Symptoms of frontotemporal disorders vary from person to person and from one stage of the disease to the next as different parts of the frontal and temporal lobes are affected. In general, changes in the frontal lobe are associated with behavioral symptoms, while changes in the temporal lobe lead to language and emotional disorders.
Symptoms are often misunderstood. Family members and friends may think that a person is misbehaving, leading to anger and conflict. For example, a person with bvFTD may neglect personal hygiene or start shoplifting. It is important to understand that people with these disorders cannot control their behaviors and other symptoms.
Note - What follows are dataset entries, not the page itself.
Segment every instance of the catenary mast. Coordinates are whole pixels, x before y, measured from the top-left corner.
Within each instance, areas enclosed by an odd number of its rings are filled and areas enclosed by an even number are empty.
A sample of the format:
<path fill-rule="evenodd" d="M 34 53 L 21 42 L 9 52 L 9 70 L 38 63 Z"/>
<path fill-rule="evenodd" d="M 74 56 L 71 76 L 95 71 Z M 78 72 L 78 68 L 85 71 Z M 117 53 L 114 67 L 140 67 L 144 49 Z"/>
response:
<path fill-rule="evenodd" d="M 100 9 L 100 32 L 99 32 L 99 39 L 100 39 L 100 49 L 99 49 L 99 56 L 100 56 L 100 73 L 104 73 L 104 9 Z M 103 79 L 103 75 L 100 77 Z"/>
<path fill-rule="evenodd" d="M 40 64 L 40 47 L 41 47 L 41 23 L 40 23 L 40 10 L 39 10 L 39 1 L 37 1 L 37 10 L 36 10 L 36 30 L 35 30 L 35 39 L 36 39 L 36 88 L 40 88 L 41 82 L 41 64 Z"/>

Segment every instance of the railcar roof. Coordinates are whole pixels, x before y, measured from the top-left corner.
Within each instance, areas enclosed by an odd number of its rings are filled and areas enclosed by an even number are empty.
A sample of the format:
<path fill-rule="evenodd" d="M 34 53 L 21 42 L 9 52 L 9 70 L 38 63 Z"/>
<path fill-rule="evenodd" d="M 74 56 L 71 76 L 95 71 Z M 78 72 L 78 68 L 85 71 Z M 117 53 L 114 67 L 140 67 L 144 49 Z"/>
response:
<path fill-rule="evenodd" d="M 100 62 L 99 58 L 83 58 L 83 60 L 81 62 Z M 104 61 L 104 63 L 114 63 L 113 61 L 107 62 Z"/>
People with PPA may have only problems using and understanding words or also problems with the physical ability to speak. People with both kinds of problems have trouble speaking and writing and may become mute, or unable to speak. Language problems usually get worse for at least 2 years after they appear. Other thinking and social skills remain normal longer before deteriorating.
David and his wife ran a successful store until he began to act strangely. He intruded on his teenaged daughters’ gatherings with friends, standing and staring at them but not realizing how embarrassed they were. He took food from other people’s plates. A year later, David, 47, and his wife lost their business. After a misdiagnosis of depression and no improvement, David’s wife took him to a neurologist, who diagnosed bvFTD.
Not acting like himself
Previously a devoted husband, Gary began an extramarital affair at age 55—and didn’t care that everyone knew about it. His wife was devastated and angry. His friends agreed that this was not like him. All attempts to reason with him were unsuccessful, as Gary could not understand how his actions hurt others. His wife insisted on a visit to the doctor. Initially, Gary was misdiagnosed with bipolar disorder. After further evaluation, he was told he had bvFTD.